それすらもわからないまま、その日は本社にあるファインセラミック事業本部のフロアに案内され、フロアの皆様へ挨拶をした。

「国内営業なのか?海外営業なのか?」

「コクナイ?カイガイ?ワタシはドッチ?」

そんな質問がぐるぐると頭の中で回り、挨拶など何を言ったかどうかさえ、覚えていない。とりあえず、勢いは大事、ということだけ、なぜか信条めいたものとしてあったので、大きな声で挨拶していた気がする。

その後、ちょっとした会議室みたいなところに連れていかれて、今回の趣旨の説明を受けた。どうやら、例年とは違い、本社で更にファインセラミック事業本部独自の研修を行った後に、最終配属先が決まるとのことだった。

約1か月半(6月までの)研修後、全てが決まる。

その日は簡単なオリエンテーションだけで、翌日から研修がスタートした。
研修の初日は、ファインセラミック営業部の事業部長及び副事業部長(要は、営業部門のトップとトップ2)とそれぞれ個人面談をした。

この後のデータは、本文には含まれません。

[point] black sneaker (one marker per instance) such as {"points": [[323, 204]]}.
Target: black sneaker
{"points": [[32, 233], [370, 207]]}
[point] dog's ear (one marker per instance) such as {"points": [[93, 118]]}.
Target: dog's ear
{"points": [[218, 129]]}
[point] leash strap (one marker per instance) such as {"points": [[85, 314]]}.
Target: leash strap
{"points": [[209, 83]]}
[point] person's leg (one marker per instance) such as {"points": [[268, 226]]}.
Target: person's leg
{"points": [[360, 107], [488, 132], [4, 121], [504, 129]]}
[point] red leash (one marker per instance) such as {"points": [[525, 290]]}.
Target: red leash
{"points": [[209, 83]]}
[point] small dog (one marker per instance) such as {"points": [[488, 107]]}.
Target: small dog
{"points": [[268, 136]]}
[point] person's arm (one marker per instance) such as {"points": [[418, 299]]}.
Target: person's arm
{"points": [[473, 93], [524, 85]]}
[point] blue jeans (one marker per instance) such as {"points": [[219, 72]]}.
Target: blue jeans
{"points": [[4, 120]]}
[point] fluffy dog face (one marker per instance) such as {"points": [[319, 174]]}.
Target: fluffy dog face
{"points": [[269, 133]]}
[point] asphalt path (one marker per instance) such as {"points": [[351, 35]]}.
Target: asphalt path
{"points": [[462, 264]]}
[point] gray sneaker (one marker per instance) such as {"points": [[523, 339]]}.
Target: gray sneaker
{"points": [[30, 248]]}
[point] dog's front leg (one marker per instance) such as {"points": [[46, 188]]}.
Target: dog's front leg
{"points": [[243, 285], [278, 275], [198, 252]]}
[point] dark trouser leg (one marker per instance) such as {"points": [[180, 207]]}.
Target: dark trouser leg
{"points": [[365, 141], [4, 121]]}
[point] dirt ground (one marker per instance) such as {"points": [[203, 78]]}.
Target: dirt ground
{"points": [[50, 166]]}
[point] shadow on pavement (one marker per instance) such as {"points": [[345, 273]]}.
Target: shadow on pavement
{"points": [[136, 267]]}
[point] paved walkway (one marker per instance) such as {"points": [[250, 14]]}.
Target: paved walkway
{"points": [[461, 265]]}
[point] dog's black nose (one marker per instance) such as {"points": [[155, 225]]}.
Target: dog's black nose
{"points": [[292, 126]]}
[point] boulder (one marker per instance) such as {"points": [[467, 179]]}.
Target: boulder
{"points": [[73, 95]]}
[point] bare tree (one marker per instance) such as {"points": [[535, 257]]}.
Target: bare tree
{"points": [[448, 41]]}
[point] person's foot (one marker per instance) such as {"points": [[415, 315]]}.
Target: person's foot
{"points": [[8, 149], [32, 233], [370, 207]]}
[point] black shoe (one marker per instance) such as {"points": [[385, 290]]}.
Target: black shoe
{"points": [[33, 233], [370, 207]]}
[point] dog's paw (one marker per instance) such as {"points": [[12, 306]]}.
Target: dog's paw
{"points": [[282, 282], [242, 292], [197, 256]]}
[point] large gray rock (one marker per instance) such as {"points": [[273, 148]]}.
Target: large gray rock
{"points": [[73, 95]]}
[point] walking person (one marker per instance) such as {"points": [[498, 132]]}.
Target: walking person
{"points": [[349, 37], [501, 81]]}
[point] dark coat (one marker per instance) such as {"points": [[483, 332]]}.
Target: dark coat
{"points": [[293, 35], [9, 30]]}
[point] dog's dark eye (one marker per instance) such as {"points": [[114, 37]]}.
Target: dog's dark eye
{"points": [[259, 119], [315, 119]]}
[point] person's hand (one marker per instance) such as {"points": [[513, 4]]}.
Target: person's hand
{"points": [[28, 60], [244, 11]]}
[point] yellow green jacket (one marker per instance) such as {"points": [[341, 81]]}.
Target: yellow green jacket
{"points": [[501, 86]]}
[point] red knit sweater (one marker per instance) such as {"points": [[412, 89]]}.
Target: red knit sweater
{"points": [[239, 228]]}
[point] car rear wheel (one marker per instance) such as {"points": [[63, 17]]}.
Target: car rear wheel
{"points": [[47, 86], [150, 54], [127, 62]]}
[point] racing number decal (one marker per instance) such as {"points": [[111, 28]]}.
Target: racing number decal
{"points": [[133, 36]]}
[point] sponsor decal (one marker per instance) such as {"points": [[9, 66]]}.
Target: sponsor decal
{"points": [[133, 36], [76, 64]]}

内容としては、今、自分がどこに配属されたいか?という質問だった。
ここで、自分はありのままに、自分が思い描いているキャリアプランを話した。
事前の自己紹介で、ドイツに留学経験あるというのは伝わっていたので、
そこもしっかりと押さえて話した。

「自分としては、将来的に海外事業部には入りたいとは思っています。ですが、国内の営業がどのように行われているか分からずに、海外事業部には配属されたくありません。
ですので、まずは、3年国内営業(本社勤務の関西営業)をやらせていただきたいです。その上で、国内営業・ファインセラミックの営業がどのようなものか、1~2年で学び、自分の案件を3年目で作り、ある程度の実績を積んだ上で、4年目からは海外営業(欧州営業)に配属されたいと思います。4年目の上期は、海外営業実務を学び、4年目の下期からは徐々に海外出張も経験して、5年目からは自分の案件を作っていきたいと思います。そして、6年目(ちょうど30歳になる年)には出向したいと思います。」

と自身の30歳までのキャリアプランを語った。

その想いがどこまで届いたかは分からなかったけども、
研修後、晴れてファインセラミック事業本部の関西営業(本社勤務)に配属になった。

それから、僕の京セラ社員生活が本格的に始まった。
この時に具体的なイメージを持っていたことが後々の自身のキャリアに大きく左右するとは思ってもみなかった。

続く。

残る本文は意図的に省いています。